He can, but sometimes older people can be funny about these things!


----------



## 7 of 9 (7 Apr 2018)

You can upgrade them, by selecting (seat only reservation) when booking online, its 25euro extra for the first class seat. not many trains have a first class section.


----------



## Gordon Gekko (7 Apr 2018)

Many thanks...bizarrely it’s €50 to do a seat only upgrade and €44.99 to buy the ticket outright. I’ll just do that.


----------



## MrEarl (7 Apr 2018)

Gordon Gekko said:


> Many thanks...bizarrely it’s €50 to do a seat only upgrade and €44.99 to buy the ticket outright. I’ll just do that.



That's mad Ted !

I would guess it's the €25 each way that 7 of 9 has referred to above, with no discount for two trips (which seems harsh if it's a return journey and not two unrelated trips).
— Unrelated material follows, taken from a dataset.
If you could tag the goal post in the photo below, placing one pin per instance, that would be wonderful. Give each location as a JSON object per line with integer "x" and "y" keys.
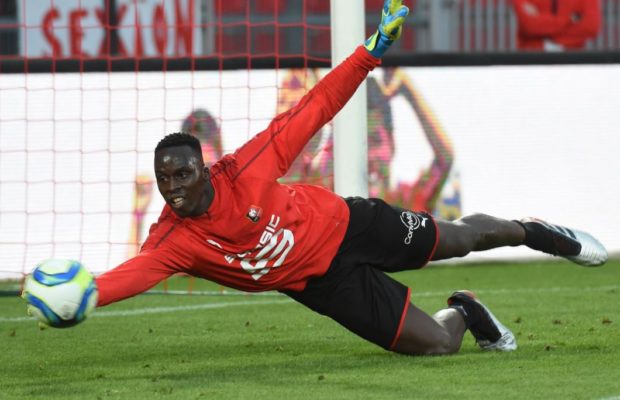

I've some issues with the principal of free travel for OAPs and how it's currently provided, but given the current arrangements, this person is as entitled to the benefits as every other OAP with the pass, so it's a shame they lose out here.  A topic for another thread perhaps ?


----------



## RETIRED2017 (7 Apr 2018)

Gordon Gekko said:


> Many thanks...bizarrely it’s €50 to do a seat only upgrade and €44.99 to buy the ticket outright. I’ll just do that.


You need to put some euro spending money in along with the ticket after all the paid millions in tax now you will not allow them enjoy  payback time,

If they had a choice they may sooner Bryan Adams- Summer of 69,


----------



## Early Riser (7 Apr 2018)

Gordon Gekko said:


> Many thanks...bizarrely it’s €50 to do a seat only upgrade and €44.99 to buy the ticket outright. I’ll just do that.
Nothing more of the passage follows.